Dernière mise à jour : 22 août 2021


L'après-midi était bien avancée lorsque la carriole de Léonce prit le chemin du retour. Dans son dos il entendait tinter les précieuses bouteilles d'aigardenta qui s'entrechoquaient à chaque soubresaut. Cette mélodie dissonante et désordonnée lui redonnait du baume au coeur. Il n'avait pas passé une très bonne journée à attendre son eau-de-vie dans une hostilité presque palpable, la chanson des bouteilles le réconfortait. Il se demanda même si une goulée, peut-être deux, ne le rassérènerait pas complètement.

Léonce était d'ordinaire plutôt pragmatique et assez terre-à-terre mais l'attitude de Félix le bouilleur de cru et de ses clients lui portait souci. Cette histoire d'incendie rongeait la réputation des Bourrel. Il l'avait entendue cette conversation le matin à son arrivée, il l'avait vécue cette animosité tacite et lancinante tout au long de la journée.

Il disait toujours " l'avis des autres, je n'en ai rien à faire" surtout lorsqu'il s'entêtait dans une idée qu'il savait n'être pas bonne. Il se répétait là-encore cette maxime mais il sentait bien qu'il ne parvenait pas à s'en convaincre complètement. Si l'avis des autres était l'avis de tous les autres, l'histoire n'était pas la même...
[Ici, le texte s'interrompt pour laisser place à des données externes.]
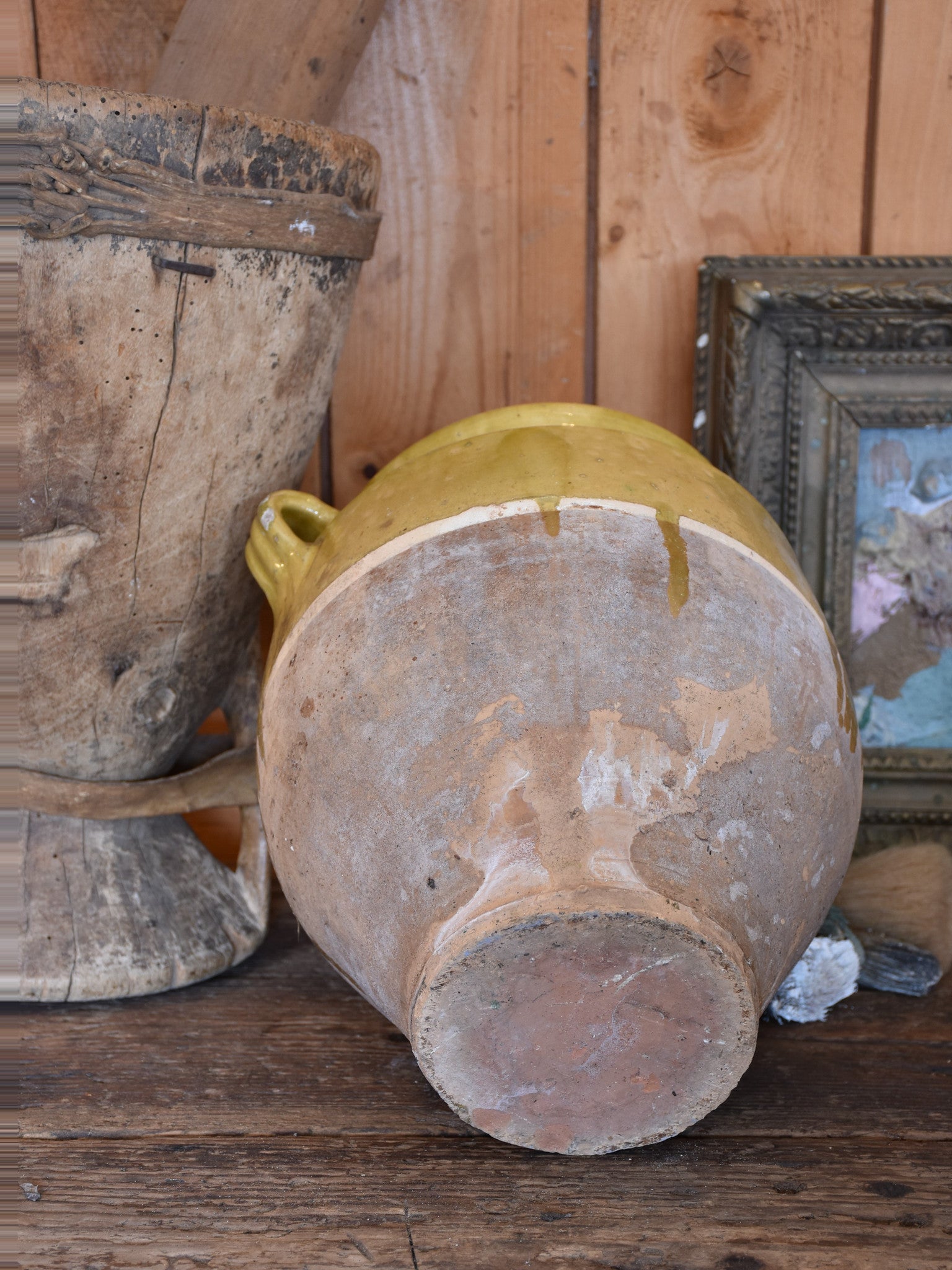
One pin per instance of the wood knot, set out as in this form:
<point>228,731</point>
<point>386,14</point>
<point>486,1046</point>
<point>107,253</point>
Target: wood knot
<point>729,58</point>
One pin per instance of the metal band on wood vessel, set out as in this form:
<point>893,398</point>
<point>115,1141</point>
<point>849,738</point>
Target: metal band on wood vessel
<point>68,187</point>
<point>226,780</point>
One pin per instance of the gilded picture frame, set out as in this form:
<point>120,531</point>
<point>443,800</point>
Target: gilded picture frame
<point>824,386</point>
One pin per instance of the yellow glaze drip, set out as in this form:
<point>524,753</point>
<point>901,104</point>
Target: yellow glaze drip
<point>549,506</point>
<point>677,559</point>
<point>542,453</point>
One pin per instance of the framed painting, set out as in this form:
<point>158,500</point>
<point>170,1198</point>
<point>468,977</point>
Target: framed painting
<point>824,386</point>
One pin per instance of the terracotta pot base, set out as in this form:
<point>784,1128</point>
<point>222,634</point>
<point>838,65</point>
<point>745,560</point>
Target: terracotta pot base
<point>586,1023</point>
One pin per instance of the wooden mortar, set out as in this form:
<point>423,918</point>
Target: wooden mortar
<point>186,282</point>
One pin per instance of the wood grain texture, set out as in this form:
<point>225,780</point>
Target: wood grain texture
<point>115,43</point>
<point>272,1118</point>
<point>913,166</point>
<point>477,294</point>
<point>291,59</point>
<point>455,1204</point>
<point>316,1060</point>
<point>721,131</point>
<point>18,55</point>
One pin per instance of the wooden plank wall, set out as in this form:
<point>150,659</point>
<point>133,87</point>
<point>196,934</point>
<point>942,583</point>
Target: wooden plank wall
<point>555,169</point>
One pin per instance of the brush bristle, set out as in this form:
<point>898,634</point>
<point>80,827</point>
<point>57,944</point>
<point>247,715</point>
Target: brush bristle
<point>904,892</point>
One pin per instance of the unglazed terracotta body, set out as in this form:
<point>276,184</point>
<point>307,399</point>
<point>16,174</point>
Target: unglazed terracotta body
<point>557,763</point>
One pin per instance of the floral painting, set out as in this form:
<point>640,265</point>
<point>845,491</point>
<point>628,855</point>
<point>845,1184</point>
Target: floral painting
<point>901,662</point>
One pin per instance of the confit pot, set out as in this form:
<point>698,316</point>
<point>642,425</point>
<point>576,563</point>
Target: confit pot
<point>558,765</point>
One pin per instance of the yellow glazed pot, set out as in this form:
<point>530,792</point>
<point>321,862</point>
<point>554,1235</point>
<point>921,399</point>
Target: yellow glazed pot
<point>558,765</point>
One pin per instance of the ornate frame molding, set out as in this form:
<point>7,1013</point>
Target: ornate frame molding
<point>795,356</point>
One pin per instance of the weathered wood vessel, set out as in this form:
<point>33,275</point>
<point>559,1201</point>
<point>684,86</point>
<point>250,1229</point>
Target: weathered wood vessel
<point>558,765</point>
<point>186,282</point>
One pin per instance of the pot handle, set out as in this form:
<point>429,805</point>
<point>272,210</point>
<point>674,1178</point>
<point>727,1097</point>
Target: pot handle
<point>283,541</point>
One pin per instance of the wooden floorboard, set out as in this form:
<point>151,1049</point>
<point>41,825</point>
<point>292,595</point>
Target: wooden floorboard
<point>271,1118</point>
<point>475,1202</point>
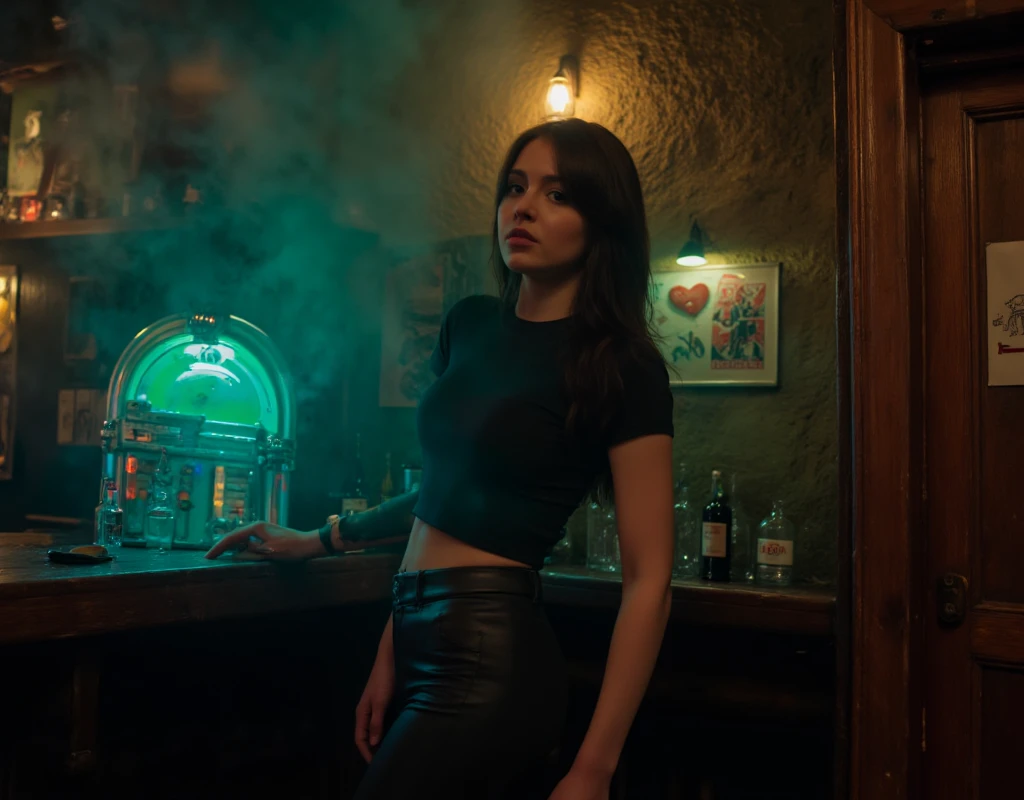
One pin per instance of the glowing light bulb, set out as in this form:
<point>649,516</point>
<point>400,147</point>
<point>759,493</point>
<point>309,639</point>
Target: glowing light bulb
<point>559,97</point>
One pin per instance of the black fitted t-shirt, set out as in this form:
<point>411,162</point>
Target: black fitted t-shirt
<point>500,471</point>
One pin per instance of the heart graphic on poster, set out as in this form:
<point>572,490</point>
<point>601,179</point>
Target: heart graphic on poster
<point>689,300</point>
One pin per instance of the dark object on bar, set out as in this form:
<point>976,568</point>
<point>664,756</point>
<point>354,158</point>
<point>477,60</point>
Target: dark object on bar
<point>82,554</point>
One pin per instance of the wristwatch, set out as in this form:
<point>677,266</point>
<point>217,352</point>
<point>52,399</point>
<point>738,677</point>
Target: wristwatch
<point>325,534</point>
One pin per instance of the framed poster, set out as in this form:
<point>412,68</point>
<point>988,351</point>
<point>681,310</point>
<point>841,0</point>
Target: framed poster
<point>1005,275</point>
<point>719,325</point>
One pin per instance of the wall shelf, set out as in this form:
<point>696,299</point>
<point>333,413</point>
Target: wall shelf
<point>62,227</point>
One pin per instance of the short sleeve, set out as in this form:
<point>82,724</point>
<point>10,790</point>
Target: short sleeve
<point>646,404</point>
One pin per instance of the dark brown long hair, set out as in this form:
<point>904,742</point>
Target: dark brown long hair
<point>611,312</point>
L'incident eut lieu lorsqu'il traversa Florac, près de la place. Il venait de remonter la rue principale et avait laissé quelques mètres plus bas l'atelier d'Etienne Pech. Il avait fait ralentir les bêtes à sa hauteur mais n'avait pas osé s'arrêter. Le forgeron devait être occupé, des bruits de marteau battant l'enclume étaient parvenus jusqu'aux oreilles de Léonce.

Il avait hésité, ralenti, ralenti encore mais, ne distinguant pas le forgeron dans son atelier, avait relancé la carriole. Il aurait aimé avoir une discussion avec Etienne qu'il considérait comme son ami. Juste quelques mots. Une explication. Pour évoquer la situation. Il y renonça pour l'instant, par couardise sans doute. Mais il ne savait pas très bien non plus, ce qu'il lui dirait.







Sur la place, des adolescents traînaient un peu avant de rentrer, se poursuivant et riant gaiement. Lorsque la carriole de Léonce fut à leur hauteur, l'un d'eux s'interrompît et s'adressant aux autres leur cria :


— Hé, regardez qui passe ! C'est le vieux de la Borde Perdue !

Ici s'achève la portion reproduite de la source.